I'm getting ready to hook up the lap counter on my track tomorrow.I'll be using Greg Brauns Lap Timer 200.
On my last track,I built a real slick little circuit board with the infared emmiters.Came out great,but was real quirky and difficult to set up.
The whole thing only worked flawlessly after I put one of those long light bulbs that you would find in a wall untit over it.

So this time,I am going to scratchbuild a light gantry,I want to use regular LEDs rather then the invisible infared ones.
Anyone have a part number for something I could pick up at Radio Shack????? I'm not really up on my LED lingo and couldn't really figure out exactly what to get.

I looked on Greg Brauns site,and didn't really see any mention there of what I might be able to use.

Thanks guys,,,,,,,,,

Mike


----------



## SwamperGene (Dec 1, 2003)

Mike click on the pic for a little description of my first setup, it may help.


----------



## Mike(^RacerX^) (Mar 15, 2003)

Thanks again Gene.That points me in a direction.I guess I'll hit the RS here in town first thing tomorrow morning and rummage through the parts drawers.

Interesting reading that page.I ran into a lot of the same problems when I did my first one.Being clever,or at least trying to be in my case,is what I like about this hobby.Seems as tho at any given moment I can be thinking of three or four things I want to do to my track and different ways of doing them.

Nice track!!!!!!!!!!!! :thumbsup: 

By the way,when is the next big race??????


Mike


----------



## doctorslotcar (Jul 25, 2004)

SLOT- ON Big Guy


----------



## SwamperGene (Dec 1, 2003)

Thanks Mike. That pic is actually my old Tyco layout that I just took apart. I liked it but a 6' wide setup just got to be a pain, especially for home racing when you gotta be your own marshall. 

The RS high-brightness red LED's do great, the forward voltage on them is high so 4 of them run perfect on a 12 volt wall wart with a single 1/4 watt resistor, I even left it on by mistake once for 3 days without a problem. *This link* is a great calculator to find your resistor, doesn't get any simpler.

Not sure when the next race will be although we are getting close to our season finale in Maryland. There was talk of one more Jersey race on a new track but I don't know for sure if it will happen before our season is done.
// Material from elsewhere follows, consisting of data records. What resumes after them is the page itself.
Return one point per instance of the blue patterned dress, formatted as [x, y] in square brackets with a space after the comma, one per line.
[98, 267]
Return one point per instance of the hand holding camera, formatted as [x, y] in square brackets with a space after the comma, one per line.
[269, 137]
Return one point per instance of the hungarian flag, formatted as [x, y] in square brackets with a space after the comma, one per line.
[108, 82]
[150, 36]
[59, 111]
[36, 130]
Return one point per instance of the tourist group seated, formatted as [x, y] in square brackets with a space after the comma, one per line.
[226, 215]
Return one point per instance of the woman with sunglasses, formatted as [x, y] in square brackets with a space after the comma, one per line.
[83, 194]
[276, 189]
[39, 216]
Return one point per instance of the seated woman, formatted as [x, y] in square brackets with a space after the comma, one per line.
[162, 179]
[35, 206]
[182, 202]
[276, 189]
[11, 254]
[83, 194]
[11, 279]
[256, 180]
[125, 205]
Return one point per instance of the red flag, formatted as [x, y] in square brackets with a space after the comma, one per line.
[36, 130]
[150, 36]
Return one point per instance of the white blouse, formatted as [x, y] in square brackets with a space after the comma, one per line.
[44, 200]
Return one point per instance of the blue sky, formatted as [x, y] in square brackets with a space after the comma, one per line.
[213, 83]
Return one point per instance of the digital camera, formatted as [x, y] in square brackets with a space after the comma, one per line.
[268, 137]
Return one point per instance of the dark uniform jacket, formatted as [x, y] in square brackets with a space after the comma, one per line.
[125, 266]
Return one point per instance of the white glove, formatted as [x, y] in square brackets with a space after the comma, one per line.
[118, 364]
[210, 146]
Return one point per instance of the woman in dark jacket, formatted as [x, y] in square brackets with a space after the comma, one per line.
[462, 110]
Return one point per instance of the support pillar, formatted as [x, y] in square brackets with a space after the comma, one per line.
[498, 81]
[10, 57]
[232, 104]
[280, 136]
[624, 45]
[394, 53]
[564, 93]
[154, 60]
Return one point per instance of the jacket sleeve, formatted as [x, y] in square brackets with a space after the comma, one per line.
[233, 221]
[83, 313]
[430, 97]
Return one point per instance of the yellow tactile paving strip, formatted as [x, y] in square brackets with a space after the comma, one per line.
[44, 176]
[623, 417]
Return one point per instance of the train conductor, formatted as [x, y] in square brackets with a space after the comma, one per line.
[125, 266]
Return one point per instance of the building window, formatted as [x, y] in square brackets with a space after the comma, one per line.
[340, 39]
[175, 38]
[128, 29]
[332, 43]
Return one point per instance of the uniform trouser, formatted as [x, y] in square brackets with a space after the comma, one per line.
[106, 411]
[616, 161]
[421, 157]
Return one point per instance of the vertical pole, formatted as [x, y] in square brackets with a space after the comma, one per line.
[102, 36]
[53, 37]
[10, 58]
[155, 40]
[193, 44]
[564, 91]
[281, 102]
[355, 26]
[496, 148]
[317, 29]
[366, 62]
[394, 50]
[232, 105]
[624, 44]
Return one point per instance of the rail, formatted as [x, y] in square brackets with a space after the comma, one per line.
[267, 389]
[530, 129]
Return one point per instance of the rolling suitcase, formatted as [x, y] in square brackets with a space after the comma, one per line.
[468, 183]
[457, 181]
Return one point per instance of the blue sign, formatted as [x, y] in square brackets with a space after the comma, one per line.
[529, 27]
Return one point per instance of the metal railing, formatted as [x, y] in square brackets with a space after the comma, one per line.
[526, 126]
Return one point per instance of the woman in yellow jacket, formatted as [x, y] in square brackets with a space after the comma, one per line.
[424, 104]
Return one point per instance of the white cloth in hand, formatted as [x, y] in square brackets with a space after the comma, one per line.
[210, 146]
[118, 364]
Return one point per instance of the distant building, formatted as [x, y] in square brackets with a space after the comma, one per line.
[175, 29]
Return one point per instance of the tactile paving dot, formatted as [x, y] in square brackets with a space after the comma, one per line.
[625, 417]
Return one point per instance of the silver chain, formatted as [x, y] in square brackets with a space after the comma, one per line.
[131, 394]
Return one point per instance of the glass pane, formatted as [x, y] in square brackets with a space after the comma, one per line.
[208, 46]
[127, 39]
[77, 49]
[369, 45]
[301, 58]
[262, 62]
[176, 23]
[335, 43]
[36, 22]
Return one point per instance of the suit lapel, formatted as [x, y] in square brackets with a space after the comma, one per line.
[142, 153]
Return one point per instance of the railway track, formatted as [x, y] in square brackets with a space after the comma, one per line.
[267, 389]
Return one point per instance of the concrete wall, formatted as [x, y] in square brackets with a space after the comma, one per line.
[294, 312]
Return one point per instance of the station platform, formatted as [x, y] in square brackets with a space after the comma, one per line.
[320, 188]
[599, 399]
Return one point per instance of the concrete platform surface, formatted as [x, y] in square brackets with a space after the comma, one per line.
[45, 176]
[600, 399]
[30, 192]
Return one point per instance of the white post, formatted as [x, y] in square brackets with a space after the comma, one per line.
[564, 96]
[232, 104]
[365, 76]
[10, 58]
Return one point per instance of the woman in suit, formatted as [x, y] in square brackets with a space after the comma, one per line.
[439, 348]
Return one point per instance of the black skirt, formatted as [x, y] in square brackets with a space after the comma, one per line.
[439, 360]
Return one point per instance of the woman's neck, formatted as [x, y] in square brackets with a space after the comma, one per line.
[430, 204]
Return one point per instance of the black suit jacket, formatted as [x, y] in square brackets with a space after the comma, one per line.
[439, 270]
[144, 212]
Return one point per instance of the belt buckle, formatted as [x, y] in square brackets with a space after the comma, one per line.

I like your idea of just getting together sometime, too...could be fun, in fact I'll be in touch with you later on that.


----------



## Mike(^RacerX^) (Mar 15, 2003)

Thanks Gene.I've gotten quite an education in regards to LED'sthe last day or so.I'm going to get up early again tomorrow and hit RS and see if I can'tget the same LEDs you used in your light bridge.

Very productive day today.Got all of the sensors mounted in the track,which isn't as easy as it sounds.Also built a computer out of junk parts to use with the lap counter,and even got a moniter hanging from the ceiling on the far corner of the track.Proper planning goes a LONG way on these little projects.

Gene,please keep me posted.At this point,I will probably get my @$$ handed to me,but I could care less,I just want to race.

Back to the basement to play "beat the clock" with some magnet cars.

Mike


----------